Un immeuble de Beyrouth frappé par l'armée israélienne le 1er octobre/ (Marwan Naamani/DPA. Abaca)
publié le 3 octobre 2024 à 21h04

Ce jeudi 3 octobre, l’armée régulière libanaise a annoncé avoir riposté pour la première fois depuis le 7 Octobre à des tirs israéliens : «Un soldat a été tué après que l’ennemi israélien a visé un poste militaire dans la région de Bint-Jbeil dans le sud, et le personnel militaire a répondu aux tirs», a indiqué l’armée dans un communiqué. Cela fait suite à la mort d’un premier soldat, le matin même, dans une frappe de drone israélien lors d’une «mission de secours dans le village de Taybeh».

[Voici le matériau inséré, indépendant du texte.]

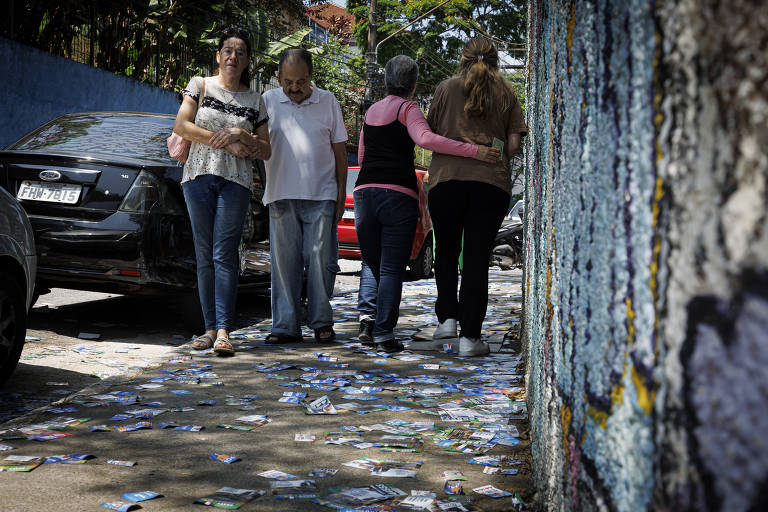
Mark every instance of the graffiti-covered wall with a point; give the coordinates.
(646, 274)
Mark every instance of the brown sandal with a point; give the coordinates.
(278, 338)
(203, 342)
(325, 334)
(223, 347)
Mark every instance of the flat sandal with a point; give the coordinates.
(223, 347)
(202, 342)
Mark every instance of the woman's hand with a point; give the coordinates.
(488, 154)
(225, 137)
(239, 150)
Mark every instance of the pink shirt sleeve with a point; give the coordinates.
(361, 146)
(422, 134)
(383, 112)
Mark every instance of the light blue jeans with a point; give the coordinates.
(302, 236)
(217, 210)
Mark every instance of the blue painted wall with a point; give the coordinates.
(646, 254)
(38, 86)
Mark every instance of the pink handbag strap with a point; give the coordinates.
(202, 93)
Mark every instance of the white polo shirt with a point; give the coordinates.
(302, 165)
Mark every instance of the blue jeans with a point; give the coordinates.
(385, 222)
(217, 210)
(366, 296)
(302, 234)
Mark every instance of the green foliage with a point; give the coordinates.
(436, 42)
(163, 42)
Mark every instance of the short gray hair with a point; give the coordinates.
(400, 75)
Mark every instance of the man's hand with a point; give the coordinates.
(488, 154)
(340, 200)
(340, 161)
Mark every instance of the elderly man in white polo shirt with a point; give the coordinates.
(305, 191)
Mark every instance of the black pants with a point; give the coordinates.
(477, 210)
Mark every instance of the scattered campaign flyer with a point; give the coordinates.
(221, 457)
(254, 419)
(294, 489)
(120, 462)
(277, 475)
(493, 492)
(72, 458)
(230, 498)
(20, 463)
(120, 506)
(322, 405)
(140, 496)
(323, 472)
(453, 474)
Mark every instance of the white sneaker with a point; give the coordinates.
(469, 347)
(433, 344)
(445, 330)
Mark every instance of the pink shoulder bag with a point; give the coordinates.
(178, 147)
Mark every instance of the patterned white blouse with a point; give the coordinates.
(221, 109)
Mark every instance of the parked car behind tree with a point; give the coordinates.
(17, 281)
(105, 204)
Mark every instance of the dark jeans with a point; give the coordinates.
(476, 209)
(385, 221)
(217, 210)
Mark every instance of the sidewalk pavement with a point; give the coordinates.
(428, 396)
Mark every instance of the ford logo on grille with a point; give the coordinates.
(50, 175)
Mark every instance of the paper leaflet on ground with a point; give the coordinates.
(230, 498)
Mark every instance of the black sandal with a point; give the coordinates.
(278, 338)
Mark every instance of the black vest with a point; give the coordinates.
(388, 157)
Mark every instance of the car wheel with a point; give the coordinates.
(422, 266)
(13, 325)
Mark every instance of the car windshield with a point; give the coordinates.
(111, 135)
(351, 179)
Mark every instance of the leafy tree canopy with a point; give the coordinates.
(436, 42)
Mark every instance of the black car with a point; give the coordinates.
(106, 205)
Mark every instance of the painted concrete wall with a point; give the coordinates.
(646, 276)
(38, 86)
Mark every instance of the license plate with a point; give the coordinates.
(49, 192)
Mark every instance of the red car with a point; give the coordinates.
(422, 255)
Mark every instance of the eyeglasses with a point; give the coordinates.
(236, 32)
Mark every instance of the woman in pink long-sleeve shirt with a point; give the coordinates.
(387, 198)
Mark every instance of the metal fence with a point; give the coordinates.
(109, 36)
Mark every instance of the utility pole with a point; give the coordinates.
(371, 66)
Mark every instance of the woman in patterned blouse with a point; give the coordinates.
(227, 132)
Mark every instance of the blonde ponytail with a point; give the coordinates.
(484, 88)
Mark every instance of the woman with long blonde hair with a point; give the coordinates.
(470, 196)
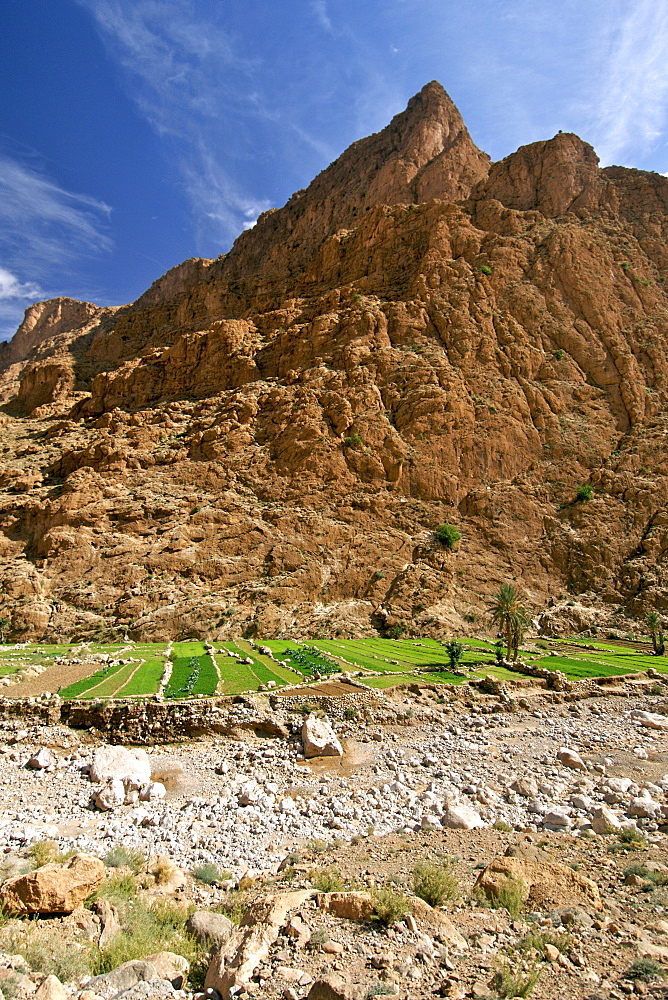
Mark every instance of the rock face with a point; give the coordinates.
(53, 888)
(266, 442)
(544, 885)
(247, 947)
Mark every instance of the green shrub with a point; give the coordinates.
(645, 968)
(632, 840)
(509, 896)
(503, 827)
(210, 874)
(117, 889)
(455, 651)
(47, 852)
(125, 857)
(536, 941)
(328, 880)
(147, 928)
(512, 982)
(380, 990)
(448, 535)
(233, 906)
(389, 906)
(396, 631)
(46, 951)
(436, 884)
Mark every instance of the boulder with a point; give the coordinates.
(460, 817)
(319, 738)
(651, 720)
(163, 966)
(356, 906)
(604, 820)
(53, 888)
(571, 758)
(544, 885)
(41, 760)
(50, 988)
(439, 924)
(131, 766)
(235, 963)
(111, 795)
(211, 927)
(334, 987)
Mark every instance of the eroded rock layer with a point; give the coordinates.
(266, 442)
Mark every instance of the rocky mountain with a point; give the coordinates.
(265, 443)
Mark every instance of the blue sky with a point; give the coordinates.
(137, 133)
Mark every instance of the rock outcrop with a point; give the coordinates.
(265, 443)
(53, 888)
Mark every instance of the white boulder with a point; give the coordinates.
(460, 817)
(319, 738)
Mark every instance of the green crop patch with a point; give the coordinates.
(79, 688)
(146, 680)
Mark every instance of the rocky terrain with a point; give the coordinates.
(264, 443)
(468, 848)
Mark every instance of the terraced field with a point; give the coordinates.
(377, 662)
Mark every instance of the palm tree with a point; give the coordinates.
(510, 617)
(655, 626)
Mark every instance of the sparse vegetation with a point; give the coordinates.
(509, 896)
(328, 880)
(511, 981)
(210, 874)
(436, 884)
(125, 857)
(389, 906)
(448, 535)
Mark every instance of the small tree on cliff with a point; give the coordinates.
(510, 617)
(655, 626)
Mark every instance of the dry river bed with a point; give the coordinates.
(391, 802)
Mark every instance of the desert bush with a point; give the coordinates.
(233, 906)
(47, 852)
(645, 968)
(510, 981)
(146, 928)
(448, 535)
(328, 880)
(536, 941)
(631, 840)
(209, 874)
(117, 889)
(436, 884)
(125, 857)
(509, 896)
(389, 906)
(46, 951)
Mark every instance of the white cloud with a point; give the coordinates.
(319, 8)
(45, 231)
(193, 88)
(41, 222)
(12, 288)
(628, 97)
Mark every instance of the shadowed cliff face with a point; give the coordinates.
(268, 440)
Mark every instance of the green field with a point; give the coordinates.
(378, 662)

Dès mardi, un communiqué officiel évoquait déjà un «redéploiement» stratégique des troupes libanaises dans le sud du pays, après l’annonce par Israël du lancement d’opérations terrestres «limitées» contre des positions du Hezbollah. Depuis l’attaque du Hamas contre le sud d’Israël, il y a bientôt un an, la milice chiite libanaise a ouvert un front contre l’Etat hébreu et pilonne sans relâche sa frontière nord. Depuis deux semaines, relocalisant ses forces de Gaza vers le Liban, l’armée israélienne bombarde les positions du «parti de Dieu» et opère des frappes ciblées contre ses leaders militaires – éliminant au passage son grand chef, Hassan Nasrallah, vendredi 27 septembre.

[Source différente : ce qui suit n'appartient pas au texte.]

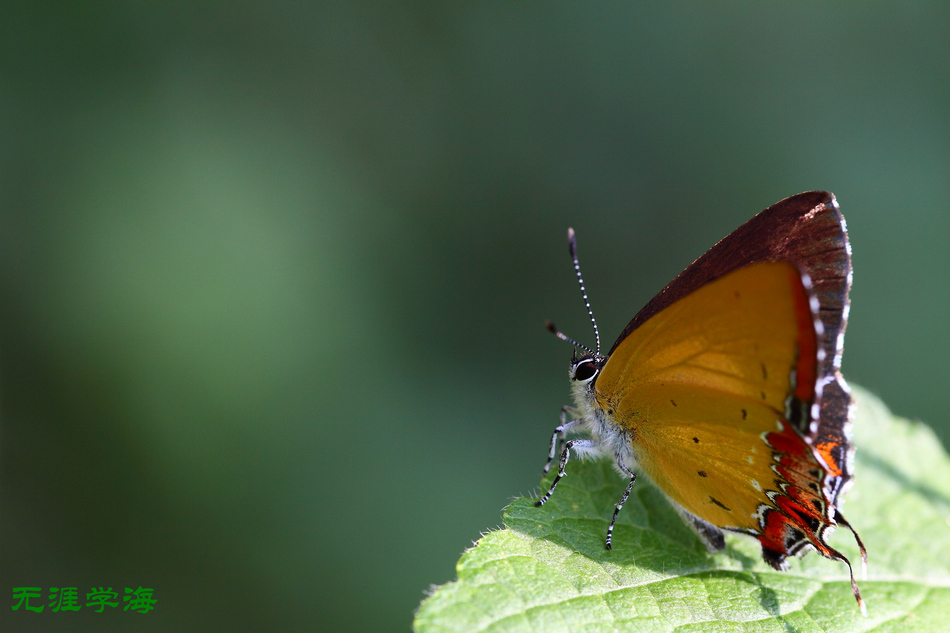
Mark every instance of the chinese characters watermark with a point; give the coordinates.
(69, 599)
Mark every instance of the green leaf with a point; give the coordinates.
(548, 569)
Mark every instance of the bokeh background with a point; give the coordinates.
(274, 274)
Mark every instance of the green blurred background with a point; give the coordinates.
(274, 274)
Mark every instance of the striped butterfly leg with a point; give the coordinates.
(561, 433)
(839, 518)
(623, 498)
(565, 455)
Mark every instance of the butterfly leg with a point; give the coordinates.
(864, 553)
(561, 432)
(565, 455)
(623, 499)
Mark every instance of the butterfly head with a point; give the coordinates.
(584, 368)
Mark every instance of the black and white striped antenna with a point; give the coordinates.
(572, 245)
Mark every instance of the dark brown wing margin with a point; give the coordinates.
(808, 230)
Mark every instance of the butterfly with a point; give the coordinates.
(726, 390)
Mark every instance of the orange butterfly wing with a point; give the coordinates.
(703, 388)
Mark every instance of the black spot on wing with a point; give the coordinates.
(719, 503)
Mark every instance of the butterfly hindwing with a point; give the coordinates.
(704, 389)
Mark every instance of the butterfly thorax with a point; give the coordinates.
(611, 439)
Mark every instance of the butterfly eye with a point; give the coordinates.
(585, 371)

Mais jusque-là, l’armée régulière du Liban n’était pas directement impliquée dans le conflit, et jouait profil bas. D’autant que dans le Sud-Liban, le Hezbollah agissait en maître du jeu, fort de plusieurs dizaines de milliers d’hommes surentraînés et financés par l’Iran. Les quelque 50 000 soldats de l’armée régulière libanaise ne réagissaient pas, en dépit de la violation de l’intégrité territoriale du pays par Israël. Mais les premières incursions terrestres, cette semaine, ont ravivé les douloureux souvenirs de 2006, lors de la dernière guerre entres les deux Etats.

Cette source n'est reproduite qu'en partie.